Expert views on the impact of mercury

Dr. Kelly Johnson-Arbor, a medical toxicologist, co-medical director, and interim executive director of the National Capital Poison Center, Washington, DC told MNT: “There are multiple different forms of mercury found on Earth. Elemental mercury, or quicksilver, is a metal that exists as a liquid at room temperature. Inorganic and organic mercury are also found naturally in the environment in the soil and air.“

She explained that what is concerning is the high potential of mercury to contaminate commonly eaten foods:

“Because mercury exists naturally in the environment, it can be incorporated up the food chain into the human diet. In aquatic environments, inorganic mercury can be converted into organic methylmercury, and can bioaccumulate through the food chain. Larger fish — including tuna, swordfish, and marlin — generally contain higher levels of methylmercury than smaller fish, due to mercury bioaccumulation.”

Dr. Shilpa Dang, a gastroenterologist at Medical Offices of Manhattan, NY, and double board certified by the American Board of Internal Medicine and the American Board of Gastroenterology explained to MNT how this can affect the human body.

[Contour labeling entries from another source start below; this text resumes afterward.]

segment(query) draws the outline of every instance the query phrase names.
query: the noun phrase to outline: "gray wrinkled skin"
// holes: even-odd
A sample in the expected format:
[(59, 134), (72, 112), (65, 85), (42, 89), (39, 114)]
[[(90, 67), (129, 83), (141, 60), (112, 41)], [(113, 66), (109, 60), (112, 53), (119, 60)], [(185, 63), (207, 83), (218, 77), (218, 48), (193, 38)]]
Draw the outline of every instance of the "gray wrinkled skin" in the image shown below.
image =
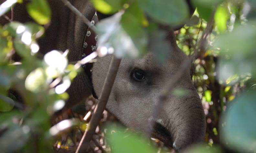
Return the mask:
[[(170, 43), (174, 51), (163, 65), (156, 63), (148, 53), (138, 59), (122, 60), (107, 105), (109, 111), (126, 125), (147, 131), (148, 122), (159, 93), (188, 57), (176, 43), (174, 34)], [(107, 72), (111, 56), (99, 58), (92, 71), (93, 87), (99, 96)], [(138, 68), (145, 73), (146, 80), (136, 81), (131, 72)], [(153, 135), (179, 151), (191, 144), (203, 141), (205, 118), (201, 100), (190, 79), (189, 68), (176, 87), (188, 92), (183, 97), (170, 94), (160, 112)]]
[[(0, 0), (2, 3), (5, 0)], [(79, 17), (65, 6), (61, 1), (48, 0), (52, 9), (52, 21), (47, 26), (44, 37), (38, 42), (43, 54), (56, 49), (68, 49), (69, 62), (81, 59), (82, 47), (87, 26)], [(87, 18), (91, 19), (95, 10), (87, 0), (69, 1)], [(15, 20), (21, 22), (31, 21), (24, 4), (17, 4), (14, 9)], [(10, 13), (7, 15), (10, 17)], [(8, 22), (0, 17), (0, 23)], [(167, 62), (157, 65), (154, 56), (148, 53), (135, 60), (122, 60), (107, 105), (107, 109), (128, 127), (144, 131), (159, 93), (171, 79), (182, 62), (187, 57), (178, 47), (173, 33), (169, 39), (173, 51)], [(93, 87), (99, 96), (105, 80), (111, 55), (98, 58), (94, 64)], [(136, 82), (131, 77), (134, 68), (143, 70), (146, 81)], [(204, 140), (205, 117), (199, 96), (190, 79), (189, 68), (176, 87), (189, 92), (182, 97), (170, 94), (164, 110), (159, 113), (153, 131), (153, 136), (178, 151), (189, 145)], [(84, 71), (74, 79), (68, 90), (69, 98), (64, 109), (70, 108), (91, 94), (91, 82)]]

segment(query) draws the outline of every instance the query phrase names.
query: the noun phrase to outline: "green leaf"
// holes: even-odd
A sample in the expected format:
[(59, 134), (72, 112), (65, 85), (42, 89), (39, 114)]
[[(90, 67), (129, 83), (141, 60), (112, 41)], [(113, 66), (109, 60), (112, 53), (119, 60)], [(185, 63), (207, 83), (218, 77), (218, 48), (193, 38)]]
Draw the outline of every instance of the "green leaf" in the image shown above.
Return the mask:
[(17, 2), (18, 0), (7, 0), (0, 5), (0, 16), (11, 9), (11, 7)]
[(30, 130), (27, 126), (14, 125), (0, 137), (0, 152), (14, 152), (21, 148), (29, 139)]
[[(97, 33), (99, 35), (97, 45), (104, 47), (101, 48), (107, 49), (109, 53), (112, 52), (109, 51), (112, 51), (113, 48), (114, 53), (118, 58), (137, 57), (140, 54), (139, 51), (145, 50), (144, 48), (147, 44), (147, 33), (142, 29), (140, 32), (141, 35), (131, 38), (120, 25), (122, 15), (121, 12), (116, 13), (97, 24)], [(135, 42), (134, 40), (138, 41)], [(110, 48), (112, 49), (109, 49)], [(100, 55), (106, 55), (102, 54)]]
[(182, 151), (184, 153), (219, 153), (221, 152), (219, 146), (210, 147), (206, 144), (191, 145)]
[(140, 6), (152, 18), (162, 23), (176, 25), (188, 18), (188, 8), (184, 0), (139, 0)]
[(173, 50), (171, 43), (166, 39), (166, 32), (158, 30), (153, 32), (151, 36), (149, 50), (155, 55), (159, 63), (164, 64)]
[(37, 92), (47, 89), (48, 82), (44, 70), (39, 67), (27, 76), (25, 81), (26, 89), (31, 91)]
[(11, 98), (0, 94), (0, 111), (9, 111), (14, 106), (14, 101)]
[(223, 0), (192, 0), (192, 3), (194, 7), (197, 7), (200, 17), (208, 21), (215, 7), (223, 1)]
[(219, 78), (223, 82), (236, 74), (251, 74), (255, 78), (256, 70), (256, 21), (246, 26), (235, 25), (234, 30), (218, 37), (213, 44), (220, 49), (218, 63)]
[[(113, 124), (112, 124), (113, 125)], [(157, 149), (147, 142), (141, 134), (126, 130), (119, 125), (116, 128), (110, 125), (106, 138), (113, 153), (150, 153), (157, 152)]]
[(145, 21), (145, 17), (143, 12), (140, 9), (137, 3), (134, 3), (131, 5), (122, 15), (121, 21), (122, 27), (131, 37), (138, 49), (140, 55), (145, 54), (147, 44), (146, 31), (142, 27), (143, 21)]
[(205, 99), (208, 102), (211, 101), (211, 91), (209, 90), (207, 90), (205, 91)]
[(123, 6), (122, 0), (91, 0), (97, 11), (104, 14), (116, 13)]
[(51, 20), (51, 12), (47, 1), (33, 0), (27, 5), (28, 14), (40, 24), (45, 24)]
[(227, 21), (229, 18), (227, 9), (224, 6), (219, 6), (214, 14), (215, 24), (221, 32), (227, 29)]
[(242, 93), (230, 103), (220, 121), (220, 139), (240, 152), (256, 151), (256, 93)]
[(187, 95), (189, 92), (189, 90), (185, 88), (176, 88), (173, 90), (173, 92), (176, 96), (182, 97)]

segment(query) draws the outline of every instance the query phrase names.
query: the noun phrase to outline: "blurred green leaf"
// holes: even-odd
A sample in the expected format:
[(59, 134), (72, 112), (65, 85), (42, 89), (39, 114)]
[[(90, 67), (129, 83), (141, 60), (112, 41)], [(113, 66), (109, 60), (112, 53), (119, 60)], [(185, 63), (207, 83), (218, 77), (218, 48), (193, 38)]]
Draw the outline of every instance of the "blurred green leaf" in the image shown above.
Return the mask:
[(27, 8), (30, 16), (39, 24), (45, 24), (50, 21), (51, 12), (47, 1), (33, 0)]
[(187, 95), (189, 92), (189, 91), (186, 89), (180, 88), (175, 88), (173, 91), (174, 95), (180, 97)]
[(256, 151), (255, 99), (255, 91), (241, 94), (230, 103), (222, 116), (220, 139), (230, 149), (241, 152)]
[(173, 49), (171, 43), (166, 39), (166, 36), (165, 31), (158, 30), (153, 32), (150, 37), (149, 50), (153, 53), (160, 64), (165, 63)]
[(207, 90), (205, 91), (205, 96), (206, 101), (209, 102), (211, 101), (211, 91), (209, 90)]
[(192, 0), (192, 4), (197, 7), (200, 17), (208, 21), (212, 11), (218, 4), (223, 0)]
[(134, 3), (122, 15), (120, 23), (123, 29), (131, 36), (140, 55), (145, 54), (147, 44), (146, 41), (144, 41), (147, 36), (145, 30), (142, 27), (144, 21), (147, 22), (137, 3)]
[(120, 24), (122, 15), (122, 13), (116, 14), (97, 24), (97, 32), (99, 36), (97, 45), (99, 47), (107, 49), (107, 52), (105, 52), (106, 54), (112, 53), (112, 51), (110, 51), (114, 50), (114, 53), (118, 58), (137, 57), (140, 54), (139, 50), (143, 50), (147, 44), (147, 33), (143, 30), (140, 32), (141, 34), (138, 36), (140, 39), (138, 38), (138, 41), (134, 42)]
[(12, 6), (18, 0), (7, 0), (3, 3), (0, 5), (0, 16), (3, 15), (11, 9)]
[(113, 125), (107, 126), (106, 135), (107, 141), (113, 148), (112, 152), (157, 152), (157, 149), (149, 144), (141, 135), (126, 130), (120, 125), (115, 127)]
[(117, 12), (123, 6), (123, 0), (91, 0), (95, 8), (104, 14)]
[(13, 126), (0, 137), (0, 152), (14, 152), (20, 149), (28, 139), (30, 130), (27, 126)]
[(214, 14), (214, 21), (218, 30), (223, 32), (227, 29), (227, 22), (229, 18), (228, 8), (224, 6), (219, 6)]
[(9, 111), (14, 106), (14, 101), (9, 97), (0, 94), (0, 111)]
[(219, 77), (225, 82), (237, 74), (256, 77), (256, 21), (248, 22), (245, 26), (236, 26), (231, 32), (220, 35), (214, 43), (220, 49), (221, 58), (218, 63)]
[(139, 0), (138, 2), (142, 9), (164, 24), (178, 25), (188, 18), (188, 7), (184, 0)]
[(221, 152), (218, 146), (210, 147), (206, 144), (192, 145), (182, 151), (183, 153), (219, 153)]

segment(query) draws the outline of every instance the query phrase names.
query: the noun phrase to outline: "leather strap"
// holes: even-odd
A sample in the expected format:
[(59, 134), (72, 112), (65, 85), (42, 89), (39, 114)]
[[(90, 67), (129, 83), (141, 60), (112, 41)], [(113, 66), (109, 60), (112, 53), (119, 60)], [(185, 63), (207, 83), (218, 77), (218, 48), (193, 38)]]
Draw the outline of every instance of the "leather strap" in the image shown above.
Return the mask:
[[(91, 20), (91, 23), (95, 25), (99, 22), (97, 12), (92, 17)], [(97, 45), (97, 41), (98, 39), (99, 36), (90, 28), (87, 29), (85, 35), (84, 36), (84, 40), (83, 44), (82, 49), (82, 58), (84, 58), (87, 56), (90, 55), (92, 53), (96, 51)], [(91, 69), (92, 68), (93, 64), (92, 63), (87, 63), (82, 65), (84, 71), (87, 76), (89, 78), (91, 82)], [(95, 98), (97, 98), (97, 96), (95, 93), (94, 90), (92, 90), (92, 95)]]

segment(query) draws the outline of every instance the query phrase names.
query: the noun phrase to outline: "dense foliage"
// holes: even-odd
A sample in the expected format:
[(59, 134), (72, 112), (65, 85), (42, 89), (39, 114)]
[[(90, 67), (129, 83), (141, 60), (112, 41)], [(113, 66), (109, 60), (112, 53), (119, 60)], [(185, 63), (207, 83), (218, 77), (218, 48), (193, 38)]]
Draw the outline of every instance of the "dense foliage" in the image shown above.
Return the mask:
[[(0, 16), (7, 17), (5, 14), (21, 1), (5, 1)], [(135, 58), (152, 52), (164, 62), (172, 48), (166, 32), (158, 27), (185, 24), (175, 33), (182, 50), (195, 55), (191, 78), (207, 123), (205, 145), (187, 151), (256, 152), (256, 2), (193, 0), (197, 9), (190, 18), (185, 0), (91, 1), (103, 13), (119, 12), (97, 26), (98, 45), (113, 47), (118, 57)], [(35, 22), (12, 21), (0, 26), (0, 152), (50, 152), (54, 144), (55, 149), (73, 151), (97, 100), (90, 98), (85, 105), (68, 112), (70, 119), (52, 125), (56, 121), (50, 122), (51, 117), (64, 106), (69, 96), (65, 91), (80, 69), (69, 63), (68, 51), (53, 51), (43, 59), (37, 57), (37, 40), (51, 13), (46, 0), (31, 0), (27, 8)], [(127, 42), (129, 46), (124, 47)], [(15, 53), (22, 57), (18, 62), (12, 58)], [(12, 93), (14, 90), (21, 98)], [(102, 126), (112, 120), (106, 111), (103, 115), (91, 146), (95, 151), (170, 151), (158, 140), (149, 141), (116, 123)]]

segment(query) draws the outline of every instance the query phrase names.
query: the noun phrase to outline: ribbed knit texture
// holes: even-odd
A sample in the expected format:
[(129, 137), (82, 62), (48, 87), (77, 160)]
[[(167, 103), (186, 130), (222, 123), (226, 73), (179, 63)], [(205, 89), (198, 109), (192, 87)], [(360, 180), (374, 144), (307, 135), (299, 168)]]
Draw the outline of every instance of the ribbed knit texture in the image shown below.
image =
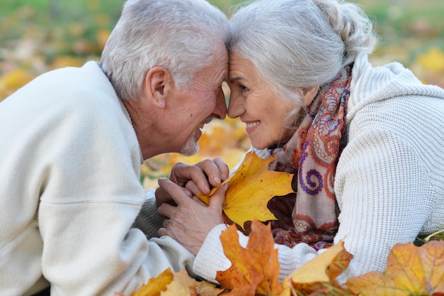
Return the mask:
[[(194, 256), (173, 239), (145, 236), (162, 219), (140, 182), (129, 115), (96, 62), (4, 100), (0, 135), (1, 296), (48, 281), (52, 295), (130, 295), (168, 267), (191, 269)], [(141, 208), (145, 225), (131, 228)]]
[[(374, 68), (362, 55), (350, 92), (348, 143), (334, 182), (340, 209), (335, 243), (344, 240), (353, 255), (342, 284), (382, 271), (395, 243), (444, 229), (444, 91), (422, 84), (399, 63)], [(212, 230), (194, 261), (194, 272), (209, 280), (231, 265), (218, 239), (224, 228)], [(239, 235), (245, 245), (248, 237)], [(280, 280), (316, 256), (305, 243), (275, 248)]]

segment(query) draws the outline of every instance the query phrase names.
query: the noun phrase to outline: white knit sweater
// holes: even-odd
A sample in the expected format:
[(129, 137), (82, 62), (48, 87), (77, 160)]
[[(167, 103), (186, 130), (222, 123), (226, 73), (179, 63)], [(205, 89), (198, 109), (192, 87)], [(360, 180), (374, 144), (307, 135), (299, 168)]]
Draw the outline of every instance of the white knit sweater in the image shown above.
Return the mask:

She said: “Mercury can interfere with numerous cellular processes, which can impair the nervous system’s regular operation. Mercury can enter neurons in the brain, reducing their efficiency as signal transmitters. It can also damage the protective covering of nerve fibers, known as myelin, which disrupts the communication between nerve cells.“

“Multiple health issues, particularly those affecting the neurological system, can result from mercury exposure. It may cause problems with a child’s cognitive development, language development, and motor development. Adults who are exposed to excessive mercury levels may experience memory loss, concentration issues, and physical weakness,” noted Dr. Dang.